A recurring thing in punk/cyberpunk culture is that the existing system is overbearing, and can't be removed. So the punk elements live in the shadow of that system, and thrive in the cracks, the neglected parts. That's usually why (cyber)punk characters are bottom feeders that do stuff that is either not well known, not profitable, or too risky.

Solarpunk usually describe societies where the negative aspects have just disapeared, and been replaced by stuff that the genre proponents enjoy. From what I read, the claim is that the "punk" aspect is the rebellion against negativity. But that's not something we can see in their production.

trinsic2|3 years ago

It seems to me, or I imagine that the solarpunk vision just breads authoritarianism out of its design..

krapp|3 years ago

Arguably, if it's optimistic, it isn't "punk." That "low-life" alienation and rage against the system is what makes it punk - the "cyber" part is just aesthetic.
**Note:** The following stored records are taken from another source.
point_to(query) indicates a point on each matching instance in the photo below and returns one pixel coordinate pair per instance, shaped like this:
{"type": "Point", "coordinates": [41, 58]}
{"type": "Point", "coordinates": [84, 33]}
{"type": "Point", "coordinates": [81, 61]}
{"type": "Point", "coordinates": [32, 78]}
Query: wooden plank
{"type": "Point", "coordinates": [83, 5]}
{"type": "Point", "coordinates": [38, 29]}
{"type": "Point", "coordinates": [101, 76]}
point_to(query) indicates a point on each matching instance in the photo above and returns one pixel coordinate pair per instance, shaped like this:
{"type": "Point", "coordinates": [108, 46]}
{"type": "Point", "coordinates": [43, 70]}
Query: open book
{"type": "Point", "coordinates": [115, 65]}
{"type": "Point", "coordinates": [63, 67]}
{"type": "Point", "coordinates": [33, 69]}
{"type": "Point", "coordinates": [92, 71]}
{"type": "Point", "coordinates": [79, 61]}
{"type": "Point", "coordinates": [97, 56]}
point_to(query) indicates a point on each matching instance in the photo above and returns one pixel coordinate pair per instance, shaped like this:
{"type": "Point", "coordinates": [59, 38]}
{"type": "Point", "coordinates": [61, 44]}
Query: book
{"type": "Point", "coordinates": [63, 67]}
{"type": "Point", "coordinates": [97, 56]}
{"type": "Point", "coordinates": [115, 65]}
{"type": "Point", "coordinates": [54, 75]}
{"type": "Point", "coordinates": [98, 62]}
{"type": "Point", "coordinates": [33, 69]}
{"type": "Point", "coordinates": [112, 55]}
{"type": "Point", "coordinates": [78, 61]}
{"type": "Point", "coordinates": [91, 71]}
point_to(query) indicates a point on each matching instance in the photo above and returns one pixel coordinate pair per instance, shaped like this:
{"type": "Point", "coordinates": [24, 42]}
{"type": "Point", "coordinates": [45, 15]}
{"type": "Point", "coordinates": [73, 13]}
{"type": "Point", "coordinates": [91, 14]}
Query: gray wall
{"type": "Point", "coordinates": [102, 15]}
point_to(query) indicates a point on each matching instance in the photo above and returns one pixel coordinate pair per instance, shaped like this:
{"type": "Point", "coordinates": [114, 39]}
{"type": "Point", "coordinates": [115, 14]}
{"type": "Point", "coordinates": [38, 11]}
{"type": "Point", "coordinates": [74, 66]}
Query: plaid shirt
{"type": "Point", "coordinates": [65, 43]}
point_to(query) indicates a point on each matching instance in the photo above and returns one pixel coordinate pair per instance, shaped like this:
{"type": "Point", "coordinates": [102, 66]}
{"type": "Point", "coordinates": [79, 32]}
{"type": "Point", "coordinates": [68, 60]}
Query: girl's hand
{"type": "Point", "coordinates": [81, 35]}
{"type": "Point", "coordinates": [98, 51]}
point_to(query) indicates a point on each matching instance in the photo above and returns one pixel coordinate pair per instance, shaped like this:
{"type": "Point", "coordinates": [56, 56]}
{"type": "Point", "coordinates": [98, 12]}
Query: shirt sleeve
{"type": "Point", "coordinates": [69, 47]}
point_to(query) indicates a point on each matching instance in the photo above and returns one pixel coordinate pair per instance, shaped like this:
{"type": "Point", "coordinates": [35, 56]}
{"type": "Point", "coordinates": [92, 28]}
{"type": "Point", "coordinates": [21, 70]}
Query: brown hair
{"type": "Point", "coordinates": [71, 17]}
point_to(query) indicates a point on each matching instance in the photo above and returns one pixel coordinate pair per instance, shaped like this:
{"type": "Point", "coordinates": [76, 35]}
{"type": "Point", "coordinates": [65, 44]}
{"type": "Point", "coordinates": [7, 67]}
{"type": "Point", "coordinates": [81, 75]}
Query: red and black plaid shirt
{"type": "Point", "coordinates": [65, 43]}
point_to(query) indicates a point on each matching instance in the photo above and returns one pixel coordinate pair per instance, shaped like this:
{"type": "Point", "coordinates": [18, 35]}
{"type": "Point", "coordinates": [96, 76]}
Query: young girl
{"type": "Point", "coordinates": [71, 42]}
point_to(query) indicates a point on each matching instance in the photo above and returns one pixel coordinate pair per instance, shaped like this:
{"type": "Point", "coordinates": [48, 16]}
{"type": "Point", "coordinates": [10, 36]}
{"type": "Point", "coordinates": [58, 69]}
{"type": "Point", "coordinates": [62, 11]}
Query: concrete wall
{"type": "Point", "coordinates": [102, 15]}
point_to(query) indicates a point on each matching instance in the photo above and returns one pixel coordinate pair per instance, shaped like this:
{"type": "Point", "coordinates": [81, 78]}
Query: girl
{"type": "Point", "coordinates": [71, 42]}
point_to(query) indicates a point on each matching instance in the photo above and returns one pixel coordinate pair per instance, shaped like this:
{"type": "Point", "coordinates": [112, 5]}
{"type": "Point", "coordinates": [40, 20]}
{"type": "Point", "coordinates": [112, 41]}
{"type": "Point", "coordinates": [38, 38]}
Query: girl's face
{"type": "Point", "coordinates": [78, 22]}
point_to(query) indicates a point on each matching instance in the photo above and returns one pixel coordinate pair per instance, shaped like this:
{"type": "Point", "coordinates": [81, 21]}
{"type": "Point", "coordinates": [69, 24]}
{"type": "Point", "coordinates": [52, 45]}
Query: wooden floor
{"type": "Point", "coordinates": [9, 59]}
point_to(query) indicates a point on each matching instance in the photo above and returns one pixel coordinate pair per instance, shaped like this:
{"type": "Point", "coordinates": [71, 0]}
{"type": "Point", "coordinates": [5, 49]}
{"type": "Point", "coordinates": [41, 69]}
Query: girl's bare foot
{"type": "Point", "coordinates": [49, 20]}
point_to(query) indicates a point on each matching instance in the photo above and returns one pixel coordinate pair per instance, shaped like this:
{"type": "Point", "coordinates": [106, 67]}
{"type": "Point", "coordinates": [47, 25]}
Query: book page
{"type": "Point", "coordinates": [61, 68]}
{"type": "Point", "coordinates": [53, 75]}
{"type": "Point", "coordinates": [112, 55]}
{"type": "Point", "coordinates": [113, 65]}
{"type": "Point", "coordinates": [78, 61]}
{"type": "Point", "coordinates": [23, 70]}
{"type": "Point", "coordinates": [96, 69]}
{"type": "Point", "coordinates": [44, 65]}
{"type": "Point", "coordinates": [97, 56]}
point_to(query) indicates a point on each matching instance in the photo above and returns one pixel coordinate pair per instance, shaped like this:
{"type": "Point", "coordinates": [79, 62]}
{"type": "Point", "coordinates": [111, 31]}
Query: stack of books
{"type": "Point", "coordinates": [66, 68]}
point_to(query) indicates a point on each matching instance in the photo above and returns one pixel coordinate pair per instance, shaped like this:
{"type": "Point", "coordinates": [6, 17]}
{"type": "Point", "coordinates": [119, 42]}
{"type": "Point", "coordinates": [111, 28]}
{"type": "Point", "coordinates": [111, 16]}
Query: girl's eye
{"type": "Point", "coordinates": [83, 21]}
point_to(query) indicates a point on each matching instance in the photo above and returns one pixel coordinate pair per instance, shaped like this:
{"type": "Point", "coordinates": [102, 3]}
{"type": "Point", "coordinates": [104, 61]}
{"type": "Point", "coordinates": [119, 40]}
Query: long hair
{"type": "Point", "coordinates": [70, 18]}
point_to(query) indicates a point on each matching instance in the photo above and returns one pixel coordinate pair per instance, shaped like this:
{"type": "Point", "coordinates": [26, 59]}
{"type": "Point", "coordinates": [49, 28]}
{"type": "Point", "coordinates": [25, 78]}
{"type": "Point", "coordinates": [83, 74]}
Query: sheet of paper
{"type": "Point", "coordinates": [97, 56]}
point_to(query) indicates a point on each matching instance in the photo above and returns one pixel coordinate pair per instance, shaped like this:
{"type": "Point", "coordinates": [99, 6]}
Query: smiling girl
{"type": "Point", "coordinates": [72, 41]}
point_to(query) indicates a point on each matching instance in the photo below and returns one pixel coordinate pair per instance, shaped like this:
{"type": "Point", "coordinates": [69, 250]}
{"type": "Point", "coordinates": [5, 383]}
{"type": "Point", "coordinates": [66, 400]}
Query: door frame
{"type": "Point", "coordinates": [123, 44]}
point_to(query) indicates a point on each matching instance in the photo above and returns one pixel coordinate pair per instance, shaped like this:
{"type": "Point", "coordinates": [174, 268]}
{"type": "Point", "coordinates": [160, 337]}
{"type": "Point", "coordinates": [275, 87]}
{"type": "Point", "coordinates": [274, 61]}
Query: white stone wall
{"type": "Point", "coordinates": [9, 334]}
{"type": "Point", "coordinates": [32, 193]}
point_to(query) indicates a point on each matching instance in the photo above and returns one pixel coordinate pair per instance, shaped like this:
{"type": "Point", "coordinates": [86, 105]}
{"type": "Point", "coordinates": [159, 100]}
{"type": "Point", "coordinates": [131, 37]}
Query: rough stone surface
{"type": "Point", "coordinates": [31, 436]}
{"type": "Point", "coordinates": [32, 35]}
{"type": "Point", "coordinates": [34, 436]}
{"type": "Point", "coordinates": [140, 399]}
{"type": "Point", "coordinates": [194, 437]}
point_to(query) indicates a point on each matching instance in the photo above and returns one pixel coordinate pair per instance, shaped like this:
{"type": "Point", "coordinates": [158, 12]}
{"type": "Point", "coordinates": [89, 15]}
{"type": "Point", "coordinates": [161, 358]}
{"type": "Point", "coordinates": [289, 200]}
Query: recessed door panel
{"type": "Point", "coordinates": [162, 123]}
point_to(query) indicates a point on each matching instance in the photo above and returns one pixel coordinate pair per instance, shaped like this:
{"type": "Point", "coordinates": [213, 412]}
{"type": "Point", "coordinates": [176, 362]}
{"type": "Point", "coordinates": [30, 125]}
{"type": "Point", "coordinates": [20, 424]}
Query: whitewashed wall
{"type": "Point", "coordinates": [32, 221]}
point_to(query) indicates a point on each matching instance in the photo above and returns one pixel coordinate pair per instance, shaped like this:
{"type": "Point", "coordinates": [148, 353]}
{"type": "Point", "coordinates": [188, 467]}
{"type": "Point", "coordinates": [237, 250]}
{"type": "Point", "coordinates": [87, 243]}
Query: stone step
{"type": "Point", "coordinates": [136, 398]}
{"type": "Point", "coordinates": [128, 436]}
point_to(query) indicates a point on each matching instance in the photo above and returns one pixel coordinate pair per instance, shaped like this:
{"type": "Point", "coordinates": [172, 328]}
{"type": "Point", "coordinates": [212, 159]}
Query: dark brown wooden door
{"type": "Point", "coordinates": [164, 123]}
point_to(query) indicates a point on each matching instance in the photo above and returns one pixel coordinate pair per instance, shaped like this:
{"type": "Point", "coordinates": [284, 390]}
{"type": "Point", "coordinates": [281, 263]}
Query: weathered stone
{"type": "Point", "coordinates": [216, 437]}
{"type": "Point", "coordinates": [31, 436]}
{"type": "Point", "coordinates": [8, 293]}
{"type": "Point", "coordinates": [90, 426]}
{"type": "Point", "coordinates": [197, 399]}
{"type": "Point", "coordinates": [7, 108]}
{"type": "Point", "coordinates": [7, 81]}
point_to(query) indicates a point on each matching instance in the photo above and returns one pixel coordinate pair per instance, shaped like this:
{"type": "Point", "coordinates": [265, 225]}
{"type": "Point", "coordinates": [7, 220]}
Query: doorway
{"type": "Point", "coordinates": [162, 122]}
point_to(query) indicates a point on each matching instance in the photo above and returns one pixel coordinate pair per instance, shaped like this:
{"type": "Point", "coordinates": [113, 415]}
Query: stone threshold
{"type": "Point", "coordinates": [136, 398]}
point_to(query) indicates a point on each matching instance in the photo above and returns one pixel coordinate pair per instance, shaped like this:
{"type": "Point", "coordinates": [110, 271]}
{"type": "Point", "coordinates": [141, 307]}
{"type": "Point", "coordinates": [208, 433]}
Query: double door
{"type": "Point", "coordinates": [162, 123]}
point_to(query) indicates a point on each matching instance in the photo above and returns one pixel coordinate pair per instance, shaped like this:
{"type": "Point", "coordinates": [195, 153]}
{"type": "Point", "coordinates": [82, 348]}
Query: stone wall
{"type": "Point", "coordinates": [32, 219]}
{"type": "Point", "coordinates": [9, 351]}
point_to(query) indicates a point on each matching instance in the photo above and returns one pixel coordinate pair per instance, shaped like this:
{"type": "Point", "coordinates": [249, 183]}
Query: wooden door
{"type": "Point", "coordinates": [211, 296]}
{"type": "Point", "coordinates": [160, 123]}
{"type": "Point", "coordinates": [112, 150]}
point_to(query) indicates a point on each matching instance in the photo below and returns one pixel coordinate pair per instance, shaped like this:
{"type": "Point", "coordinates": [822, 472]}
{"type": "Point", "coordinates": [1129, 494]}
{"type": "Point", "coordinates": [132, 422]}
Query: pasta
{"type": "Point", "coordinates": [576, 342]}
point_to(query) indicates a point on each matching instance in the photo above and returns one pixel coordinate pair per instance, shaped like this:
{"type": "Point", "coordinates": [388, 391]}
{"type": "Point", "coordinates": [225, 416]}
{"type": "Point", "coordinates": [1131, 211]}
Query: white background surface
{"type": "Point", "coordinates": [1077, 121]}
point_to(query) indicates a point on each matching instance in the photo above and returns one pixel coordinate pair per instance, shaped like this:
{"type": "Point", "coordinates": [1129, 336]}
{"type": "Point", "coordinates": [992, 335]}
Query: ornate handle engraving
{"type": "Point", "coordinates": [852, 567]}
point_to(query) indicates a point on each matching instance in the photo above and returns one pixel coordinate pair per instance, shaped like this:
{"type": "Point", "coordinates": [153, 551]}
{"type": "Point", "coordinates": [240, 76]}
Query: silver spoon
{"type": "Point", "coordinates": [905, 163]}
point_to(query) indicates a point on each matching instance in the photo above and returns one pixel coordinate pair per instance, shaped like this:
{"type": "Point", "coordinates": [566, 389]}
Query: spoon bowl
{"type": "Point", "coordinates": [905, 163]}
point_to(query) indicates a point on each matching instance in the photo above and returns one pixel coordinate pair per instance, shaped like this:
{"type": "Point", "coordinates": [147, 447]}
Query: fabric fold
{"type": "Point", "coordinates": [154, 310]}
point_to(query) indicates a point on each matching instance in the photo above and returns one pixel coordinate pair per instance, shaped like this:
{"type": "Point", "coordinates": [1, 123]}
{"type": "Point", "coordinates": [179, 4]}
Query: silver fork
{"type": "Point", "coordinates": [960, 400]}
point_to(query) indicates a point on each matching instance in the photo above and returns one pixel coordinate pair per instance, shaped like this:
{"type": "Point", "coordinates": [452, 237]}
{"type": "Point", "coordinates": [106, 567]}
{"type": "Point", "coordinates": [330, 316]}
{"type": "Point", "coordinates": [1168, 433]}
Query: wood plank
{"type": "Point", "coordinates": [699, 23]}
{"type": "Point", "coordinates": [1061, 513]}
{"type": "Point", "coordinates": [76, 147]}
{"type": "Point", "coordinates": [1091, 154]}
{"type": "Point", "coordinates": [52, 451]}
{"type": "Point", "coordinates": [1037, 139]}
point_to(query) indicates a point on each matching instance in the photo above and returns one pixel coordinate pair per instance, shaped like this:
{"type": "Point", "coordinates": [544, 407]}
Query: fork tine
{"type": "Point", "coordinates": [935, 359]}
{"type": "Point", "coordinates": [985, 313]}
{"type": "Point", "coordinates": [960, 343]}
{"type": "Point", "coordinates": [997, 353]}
Anticapitalism isn't punk in a world where the anticapitalists win.

beaconstudios|3 years ago

This is just my headcanon but I think of the punk in solarpunk as being metatextual: it's not rebelling against its own world, it's rebelling against ours, and against the pervasive pessimism of capitalist realism. I think we need something like that in a time where most fictional futures are dystopian.